A year after the payment-by-results scheme was launched, significant numbers of participants are spending at least three months off benefits according to the data.
Today’s (Monday) publication gives the first official insight into Work Programme performance. It reveals that after the first nine months, almost one in four — 24 per cent - of participants who started in June had already completed at least three successive months off benefits.
Early signs are that the figure will have continued to rise and is now - a year into the scheme - perhaps in the region of 30 per cent.
Today the Government has also published data from Work Programme providers showing that in the three months since the launch of the Youth Contract in April, 17,100 18 to 24 year olds started in a job.
"These figures are the first indication that the Work Programme has had a promising start in what’s been a very difficult labour market," Employment Minister Chris Grayling said.

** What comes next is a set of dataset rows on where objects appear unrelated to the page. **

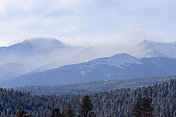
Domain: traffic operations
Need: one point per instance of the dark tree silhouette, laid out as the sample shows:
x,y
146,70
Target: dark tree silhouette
x,y
21,113
55,113
143,108
85,107
69,111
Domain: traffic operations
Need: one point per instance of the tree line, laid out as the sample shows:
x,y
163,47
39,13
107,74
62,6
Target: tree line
x,y
116,103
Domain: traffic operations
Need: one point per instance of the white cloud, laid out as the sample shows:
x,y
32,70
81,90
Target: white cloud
x,y
83,22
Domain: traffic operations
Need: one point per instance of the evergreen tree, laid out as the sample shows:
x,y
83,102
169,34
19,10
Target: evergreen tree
x,y
21,113
143,108
55,113
69,112
85,107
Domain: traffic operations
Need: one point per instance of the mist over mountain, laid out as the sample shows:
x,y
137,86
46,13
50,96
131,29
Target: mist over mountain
x,y
154,49
120,66
36,55
40,54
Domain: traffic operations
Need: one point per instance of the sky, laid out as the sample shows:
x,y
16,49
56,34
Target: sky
x,y
88,22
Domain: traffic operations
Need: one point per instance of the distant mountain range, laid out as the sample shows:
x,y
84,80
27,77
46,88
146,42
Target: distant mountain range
x,y
154,49
120,66
36,55
94,87
44,61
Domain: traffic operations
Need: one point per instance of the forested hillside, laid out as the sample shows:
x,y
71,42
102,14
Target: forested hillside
x,y
94,87
116,103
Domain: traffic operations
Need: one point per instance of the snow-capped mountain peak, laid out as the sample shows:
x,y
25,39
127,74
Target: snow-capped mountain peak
x,y
154,49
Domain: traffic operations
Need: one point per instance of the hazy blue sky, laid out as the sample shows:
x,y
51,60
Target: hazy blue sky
x,y
88,22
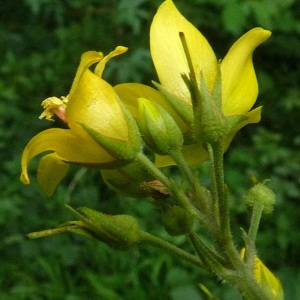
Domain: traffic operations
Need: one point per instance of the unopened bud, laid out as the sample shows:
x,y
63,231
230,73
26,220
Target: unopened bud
x,y
262,194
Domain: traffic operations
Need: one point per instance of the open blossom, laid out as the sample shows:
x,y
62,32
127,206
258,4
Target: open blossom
x,y
93,112
239,87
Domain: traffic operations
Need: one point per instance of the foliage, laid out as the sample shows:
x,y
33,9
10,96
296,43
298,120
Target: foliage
x,y
41,45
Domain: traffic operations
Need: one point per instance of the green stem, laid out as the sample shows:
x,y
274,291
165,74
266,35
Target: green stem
x,y
175,192
175,251
194,182
255,220
224,237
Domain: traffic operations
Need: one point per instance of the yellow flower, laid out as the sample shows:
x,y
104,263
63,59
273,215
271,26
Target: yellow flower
x,y
93,112
238,79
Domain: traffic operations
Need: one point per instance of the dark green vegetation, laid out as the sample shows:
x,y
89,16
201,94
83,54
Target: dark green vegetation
x,y
41,42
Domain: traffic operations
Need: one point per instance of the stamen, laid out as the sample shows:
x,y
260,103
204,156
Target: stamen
x,y
54,106
190,79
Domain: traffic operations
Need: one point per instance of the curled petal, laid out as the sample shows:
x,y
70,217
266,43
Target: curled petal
x,y
68,146
94,103
168,54
51,171
101,65
239,83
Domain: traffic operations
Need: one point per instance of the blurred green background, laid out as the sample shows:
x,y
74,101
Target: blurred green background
x,y
40,46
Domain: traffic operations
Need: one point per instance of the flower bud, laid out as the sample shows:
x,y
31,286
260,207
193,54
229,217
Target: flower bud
x,y
263,194
129,180
119,231
158,128
177,220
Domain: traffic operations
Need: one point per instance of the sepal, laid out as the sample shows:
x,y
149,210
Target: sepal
x,y
124,150
158,128
129,180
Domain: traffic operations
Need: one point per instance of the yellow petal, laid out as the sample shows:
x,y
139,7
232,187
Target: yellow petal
x,y
51,171
101,65
87,59
239,83
94,103
70,146
168,55
252,116
130,92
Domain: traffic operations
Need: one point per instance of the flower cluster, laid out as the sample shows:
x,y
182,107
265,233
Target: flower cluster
x,y
198,100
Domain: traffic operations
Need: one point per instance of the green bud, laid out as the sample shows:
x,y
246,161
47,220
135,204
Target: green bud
x,y
177,220
124,149
129,180
119,231
158,128
262,194
182,108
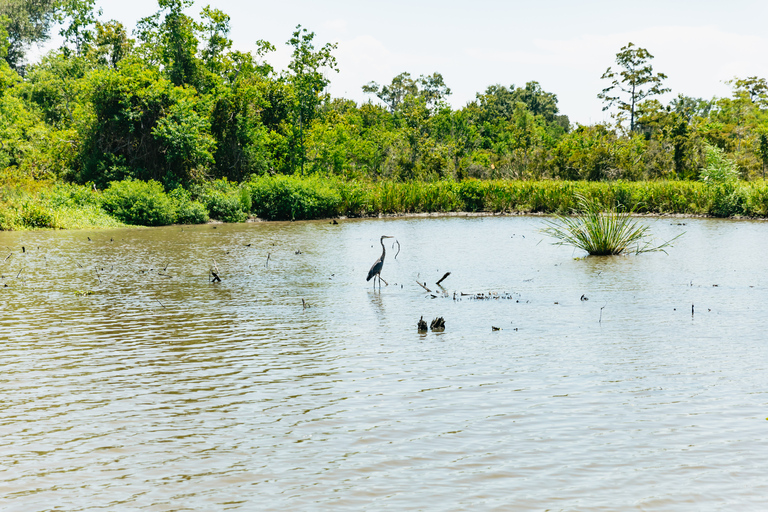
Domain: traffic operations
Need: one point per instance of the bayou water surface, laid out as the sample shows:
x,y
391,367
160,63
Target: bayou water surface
x,y
129,381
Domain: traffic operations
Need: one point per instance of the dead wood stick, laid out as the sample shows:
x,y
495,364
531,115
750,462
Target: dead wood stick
x,y
443,278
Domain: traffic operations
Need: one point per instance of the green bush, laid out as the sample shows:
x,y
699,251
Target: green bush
x,y
294,198
35,215
187,210
142,203
225,201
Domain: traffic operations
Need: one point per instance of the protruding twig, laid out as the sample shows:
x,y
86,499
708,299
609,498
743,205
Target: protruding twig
x,y
423,286
438,324
215,272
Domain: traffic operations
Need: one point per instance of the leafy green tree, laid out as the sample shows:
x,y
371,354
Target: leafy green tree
x,y
26,22
634,83
754,88
169,39
77,17
691,108
215,32
111,44
308,82
393,94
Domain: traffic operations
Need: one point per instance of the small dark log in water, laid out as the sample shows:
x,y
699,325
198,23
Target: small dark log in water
x,y
215,273
437,325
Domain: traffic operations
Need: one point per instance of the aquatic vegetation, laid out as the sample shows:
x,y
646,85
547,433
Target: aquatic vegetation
x,y
602,232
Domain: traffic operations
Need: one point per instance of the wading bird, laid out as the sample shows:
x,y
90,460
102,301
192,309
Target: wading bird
x,y
376,268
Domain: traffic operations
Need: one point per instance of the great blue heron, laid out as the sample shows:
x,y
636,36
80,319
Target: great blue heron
x,y
376,268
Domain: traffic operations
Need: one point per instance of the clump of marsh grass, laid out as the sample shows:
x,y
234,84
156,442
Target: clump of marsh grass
x,y
601,232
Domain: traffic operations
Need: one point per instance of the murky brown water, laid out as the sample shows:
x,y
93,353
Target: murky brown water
x,y
162,391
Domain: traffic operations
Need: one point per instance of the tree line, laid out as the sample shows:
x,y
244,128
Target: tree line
x,y
173,102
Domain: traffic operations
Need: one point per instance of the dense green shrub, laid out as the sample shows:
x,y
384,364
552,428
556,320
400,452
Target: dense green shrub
x,y
139,202
294,198
187,210
226,201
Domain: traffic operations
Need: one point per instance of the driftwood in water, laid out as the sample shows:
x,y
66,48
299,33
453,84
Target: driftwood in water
x,y
437,325
423,286
215,273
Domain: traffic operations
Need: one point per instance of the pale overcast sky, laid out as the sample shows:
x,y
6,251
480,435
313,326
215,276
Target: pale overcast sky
x,y
564,45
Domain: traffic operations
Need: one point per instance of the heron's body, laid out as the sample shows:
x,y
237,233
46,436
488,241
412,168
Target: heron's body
x,y
378,265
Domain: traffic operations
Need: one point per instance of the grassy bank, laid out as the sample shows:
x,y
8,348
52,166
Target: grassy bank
x,y
39,205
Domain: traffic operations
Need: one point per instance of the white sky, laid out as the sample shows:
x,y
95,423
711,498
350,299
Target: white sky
x,y
564,45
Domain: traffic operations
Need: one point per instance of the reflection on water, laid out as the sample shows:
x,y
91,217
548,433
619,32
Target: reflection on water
x,y
130,381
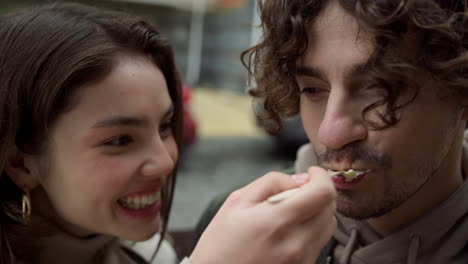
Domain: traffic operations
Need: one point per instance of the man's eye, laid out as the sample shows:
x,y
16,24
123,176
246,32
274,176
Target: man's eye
x,y
313,91
166,128
119,141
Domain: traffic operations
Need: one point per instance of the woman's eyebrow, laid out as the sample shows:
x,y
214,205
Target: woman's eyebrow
x,y
121,121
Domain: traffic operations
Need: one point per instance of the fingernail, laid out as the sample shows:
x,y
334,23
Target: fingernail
x,y
300,177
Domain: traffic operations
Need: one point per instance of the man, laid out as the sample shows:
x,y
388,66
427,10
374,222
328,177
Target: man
x,y
381,88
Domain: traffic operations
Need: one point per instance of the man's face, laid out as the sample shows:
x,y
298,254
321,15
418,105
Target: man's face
x,y
335,89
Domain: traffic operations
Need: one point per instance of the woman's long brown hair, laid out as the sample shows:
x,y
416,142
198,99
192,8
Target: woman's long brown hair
x,y
45,54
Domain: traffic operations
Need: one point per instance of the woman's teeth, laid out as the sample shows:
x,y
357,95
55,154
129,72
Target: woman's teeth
x,y
140,201
349,175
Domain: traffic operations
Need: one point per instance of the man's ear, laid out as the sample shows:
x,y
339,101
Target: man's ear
x,y
22,170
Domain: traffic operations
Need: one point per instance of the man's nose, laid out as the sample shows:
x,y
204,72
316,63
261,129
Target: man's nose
x,y
343,122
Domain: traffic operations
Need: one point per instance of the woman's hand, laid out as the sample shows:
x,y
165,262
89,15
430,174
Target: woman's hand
x,y
249,230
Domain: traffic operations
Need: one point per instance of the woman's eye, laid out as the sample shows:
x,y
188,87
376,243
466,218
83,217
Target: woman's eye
x,y
119,141
166,129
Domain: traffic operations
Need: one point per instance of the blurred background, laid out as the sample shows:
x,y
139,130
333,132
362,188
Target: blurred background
x,y
225,146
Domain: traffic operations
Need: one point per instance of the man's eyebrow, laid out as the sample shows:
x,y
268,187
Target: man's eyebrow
x,y
119,120
357,69
302,70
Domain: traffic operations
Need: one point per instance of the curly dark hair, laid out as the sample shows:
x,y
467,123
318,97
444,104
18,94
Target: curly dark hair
x,y
439,24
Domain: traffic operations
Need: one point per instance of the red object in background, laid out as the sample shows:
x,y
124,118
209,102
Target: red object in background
x,y
190,126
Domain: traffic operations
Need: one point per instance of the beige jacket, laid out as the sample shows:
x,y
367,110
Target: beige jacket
x,y
439,237
63,248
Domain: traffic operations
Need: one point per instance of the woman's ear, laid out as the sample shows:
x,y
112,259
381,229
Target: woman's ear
x,y
22,170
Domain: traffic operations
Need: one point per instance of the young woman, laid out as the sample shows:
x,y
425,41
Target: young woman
x,y
90,130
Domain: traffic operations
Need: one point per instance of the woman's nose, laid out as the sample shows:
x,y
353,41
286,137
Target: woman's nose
x,y
160,159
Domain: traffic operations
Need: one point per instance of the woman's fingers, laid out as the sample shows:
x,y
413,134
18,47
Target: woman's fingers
x,y
310,199
249,230
268,185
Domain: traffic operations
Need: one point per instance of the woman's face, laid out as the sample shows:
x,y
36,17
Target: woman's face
x,y
111,155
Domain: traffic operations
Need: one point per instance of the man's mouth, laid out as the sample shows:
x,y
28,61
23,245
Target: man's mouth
x,y
348,175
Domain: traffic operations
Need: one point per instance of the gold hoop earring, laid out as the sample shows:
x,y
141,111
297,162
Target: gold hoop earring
x,y
26,206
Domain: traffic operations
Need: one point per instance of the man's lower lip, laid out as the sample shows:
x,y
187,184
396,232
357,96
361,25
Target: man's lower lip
x,y
146,212
341,183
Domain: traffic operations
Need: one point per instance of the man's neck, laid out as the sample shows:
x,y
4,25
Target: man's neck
x,y
435,191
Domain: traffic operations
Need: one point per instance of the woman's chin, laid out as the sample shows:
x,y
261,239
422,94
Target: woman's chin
x,y
139,235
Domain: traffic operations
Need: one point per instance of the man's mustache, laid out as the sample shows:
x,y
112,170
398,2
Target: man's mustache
x,y
353,152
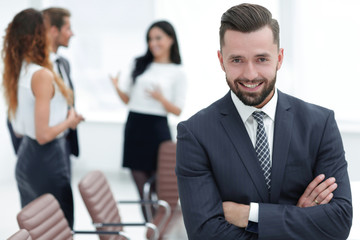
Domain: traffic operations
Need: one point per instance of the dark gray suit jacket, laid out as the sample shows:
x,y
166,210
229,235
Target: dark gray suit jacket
x,y
216,162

"People I meet in the industry already say that performance is well ahead of where it was at the same stage with the Flexible New Deal from which it took over, and this data gives further encouragement. Now the welfare to work industry really has to demonstrate that it can reach new levels in helping the long-term unemployed back to work."
The Work Programme was launched in June 2011 giving tailored support to those at risk of long-term unemployment. Private providers and voluntary organisations are paid according to results, with a job outcome payment being made after 13 or 26 weeks in employment, with further payments being made for sustained employment after that.
Reliable data on job outcomes is not yet available, as most claimants have to be in a job for six months before providers receive an outcome payment. Official Statistics will be published for the first time in the autumn.
Today’s data shows clear evidence that, 36 weeks into the programme, 48 per cent of the earliest participants — those who started in June 2011 - had had a break in their benefit claim and 24 per cent had spent a continuous 13 week spell off benefits.
Of those who left benefits most quickly - in the first 10 weeks - 7 out of 10 were still off benefits 13 weeks later. Taking account of all these figures suggests that the proportion of June starters who will have now spent at least 13 weeks off benefits could be higher than the 24 per cent recorded after nine months, and could be in the region of 30 per cent.